In contrast, metric units are (purposefully) arbitrary. They were designed for the convenience of scientists and engineers, not for the convenience of every day life. They are unquestionably better for science... but that doesn't mean they are better for day to day life.
As far as praising the metric system for using base 10, why is base 10 a good thing? There's nothing particular amazing about base 10, unless you are doing engineering and science and need to easily scale up and down between large numbers within a base 10 math system.
For many purposes, base 12 is superior because of its divisibility. For example, the fact that a foot is 12" means you can easily measure 1/12, 1/6, 1/4, 1/3, and 1/2 a foot. What's 1/3 of a meter? 33.3333cm? Why is that better than 4"? It's not. Historically, the Romans - no slouches when it comes to efficiency and engineering - preferred base 12 measurements for lots of things for this reason.

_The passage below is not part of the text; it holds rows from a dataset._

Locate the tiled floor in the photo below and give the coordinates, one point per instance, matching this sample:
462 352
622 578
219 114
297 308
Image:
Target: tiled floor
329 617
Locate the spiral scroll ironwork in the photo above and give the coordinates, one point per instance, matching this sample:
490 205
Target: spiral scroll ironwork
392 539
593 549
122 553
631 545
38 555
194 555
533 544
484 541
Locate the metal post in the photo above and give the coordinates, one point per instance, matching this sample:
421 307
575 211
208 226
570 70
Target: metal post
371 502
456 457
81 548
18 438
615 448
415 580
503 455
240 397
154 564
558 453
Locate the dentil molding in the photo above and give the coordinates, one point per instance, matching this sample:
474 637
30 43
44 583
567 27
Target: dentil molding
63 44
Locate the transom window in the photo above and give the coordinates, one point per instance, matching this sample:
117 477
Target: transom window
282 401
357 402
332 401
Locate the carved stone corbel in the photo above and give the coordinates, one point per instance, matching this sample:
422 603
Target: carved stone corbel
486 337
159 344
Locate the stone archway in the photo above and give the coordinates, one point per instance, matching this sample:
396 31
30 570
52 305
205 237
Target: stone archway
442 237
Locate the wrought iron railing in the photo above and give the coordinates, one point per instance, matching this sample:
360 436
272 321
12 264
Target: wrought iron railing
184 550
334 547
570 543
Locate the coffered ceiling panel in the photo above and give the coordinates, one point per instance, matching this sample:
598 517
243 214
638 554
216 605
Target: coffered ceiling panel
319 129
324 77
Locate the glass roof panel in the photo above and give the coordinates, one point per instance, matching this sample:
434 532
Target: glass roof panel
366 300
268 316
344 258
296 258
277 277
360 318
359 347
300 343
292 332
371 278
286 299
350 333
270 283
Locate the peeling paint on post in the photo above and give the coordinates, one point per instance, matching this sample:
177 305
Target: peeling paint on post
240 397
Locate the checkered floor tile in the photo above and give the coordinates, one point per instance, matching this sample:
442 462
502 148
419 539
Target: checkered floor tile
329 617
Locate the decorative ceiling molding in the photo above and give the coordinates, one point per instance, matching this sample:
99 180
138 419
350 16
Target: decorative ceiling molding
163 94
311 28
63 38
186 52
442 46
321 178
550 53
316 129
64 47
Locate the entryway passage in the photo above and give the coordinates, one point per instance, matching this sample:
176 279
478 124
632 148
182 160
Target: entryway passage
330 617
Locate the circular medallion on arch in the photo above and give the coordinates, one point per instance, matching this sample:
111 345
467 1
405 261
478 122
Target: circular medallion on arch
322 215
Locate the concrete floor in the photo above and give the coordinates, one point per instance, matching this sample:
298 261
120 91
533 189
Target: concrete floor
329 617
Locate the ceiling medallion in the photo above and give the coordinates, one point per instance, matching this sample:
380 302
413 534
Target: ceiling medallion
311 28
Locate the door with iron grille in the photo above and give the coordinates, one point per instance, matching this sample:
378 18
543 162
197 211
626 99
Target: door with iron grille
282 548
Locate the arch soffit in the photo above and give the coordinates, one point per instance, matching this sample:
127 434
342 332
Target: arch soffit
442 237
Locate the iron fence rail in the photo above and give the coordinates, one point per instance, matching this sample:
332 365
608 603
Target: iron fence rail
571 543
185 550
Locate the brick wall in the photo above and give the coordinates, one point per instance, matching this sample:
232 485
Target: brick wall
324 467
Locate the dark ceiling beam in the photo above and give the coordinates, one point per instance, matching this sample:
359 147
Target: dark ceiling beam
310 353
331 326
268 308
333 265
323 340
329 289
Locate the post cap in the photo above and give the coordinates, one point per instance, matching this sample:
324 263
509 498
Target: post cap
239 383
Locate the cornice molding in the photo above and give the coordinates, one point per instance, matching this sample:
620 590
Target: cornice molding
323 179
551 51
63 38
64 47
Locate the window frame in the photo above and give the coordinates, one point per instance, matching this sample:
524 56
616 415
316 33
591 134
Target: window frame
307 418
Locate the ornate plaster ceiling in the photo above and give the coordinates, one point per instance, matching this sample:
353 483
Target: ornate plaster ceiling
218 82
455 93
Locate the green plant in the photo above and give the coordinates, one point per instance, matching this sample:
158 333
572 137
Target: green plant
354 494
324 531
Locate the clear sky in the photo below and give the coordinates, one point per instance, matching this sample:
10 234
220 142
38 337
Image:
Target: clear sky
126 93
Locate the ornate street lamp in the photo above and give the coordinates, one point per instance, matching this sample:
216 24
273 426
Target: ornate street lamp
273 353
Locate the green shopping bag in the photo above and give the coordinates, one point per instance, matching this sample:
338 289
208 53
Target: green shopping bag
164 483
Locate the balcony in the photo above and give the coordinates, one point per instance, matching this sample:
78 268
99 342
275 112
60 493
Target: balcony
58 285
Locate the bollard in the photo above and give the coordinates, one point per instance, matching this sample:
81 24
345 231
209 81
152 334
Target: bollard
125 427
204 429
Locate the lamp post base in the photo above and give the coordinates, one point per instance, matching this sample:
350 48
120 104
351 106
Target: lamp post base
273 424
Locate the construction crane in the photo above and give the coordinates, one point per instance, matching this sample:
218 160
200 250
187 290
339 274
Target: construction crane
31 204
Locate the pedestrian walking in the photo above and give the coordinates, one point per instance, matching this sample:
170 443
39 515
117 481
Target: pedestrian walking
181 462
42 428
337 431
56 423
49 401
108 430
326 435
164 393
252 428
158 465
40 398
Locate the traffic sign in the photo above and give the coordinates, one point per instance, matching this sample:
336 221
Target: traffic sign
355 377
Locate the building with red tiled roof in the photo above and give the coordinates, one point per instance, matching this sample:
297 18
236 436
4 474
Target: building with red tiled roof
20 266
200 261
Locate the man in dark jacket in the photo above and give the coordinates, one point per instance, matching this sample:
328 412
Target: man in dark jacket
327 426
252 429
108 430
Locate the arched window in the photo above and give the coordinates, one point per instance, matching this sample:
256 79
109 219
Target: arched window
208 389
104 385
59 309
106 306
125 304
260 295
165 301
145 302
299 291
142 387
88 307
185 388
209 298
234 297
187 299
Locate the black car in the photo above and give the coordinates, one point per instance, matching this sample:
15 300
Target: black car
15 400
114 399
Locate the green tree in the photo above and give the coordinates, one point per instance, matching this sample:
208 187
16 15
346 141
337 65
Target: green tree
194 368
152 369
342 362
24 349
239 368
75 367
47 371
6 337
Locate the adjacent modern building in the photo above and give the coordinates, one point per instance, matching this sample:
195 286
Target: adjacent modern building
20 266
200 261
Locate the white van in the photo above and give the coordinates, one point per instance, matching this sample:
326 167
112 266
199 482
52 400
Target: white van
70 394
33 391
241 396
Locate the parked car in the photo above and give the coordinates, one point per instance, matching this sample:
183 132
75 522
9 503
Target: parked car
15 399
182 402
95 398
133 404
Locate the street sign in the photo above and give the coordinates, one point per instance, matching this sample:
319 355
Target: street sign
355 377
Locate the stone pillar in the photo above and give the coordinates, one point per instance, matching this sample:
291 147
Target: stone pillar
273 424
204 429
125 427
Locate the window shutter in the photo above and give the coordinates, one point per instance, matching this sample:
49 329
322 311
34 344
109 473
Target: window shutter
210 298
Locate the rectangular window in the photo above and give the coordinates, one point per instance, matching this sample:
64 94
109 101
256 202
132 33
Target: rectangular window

And note also that practically no one believes we should switch over to metric time (10 hour days). Why not? Time is measured in intervals of 60 seconds to 1 minute, 60 minutes to 1 hour, 24 hours to 1 day. OMG SO ARBITRARY! No, they're not arbitrary. These are all divisible by base 12, and designed to flow perfectly so that our solar day scales up from our basic unit of measuring time - the second. And the second is non-arbitrary in length - it's about the length of the resting human heart rate of a fit adult. Would it be better for our basic unit of time were 2.73 heartbeats? Or 0.114 heartbeats? If that would let us have "clean" 10 hour days? No, obviously not.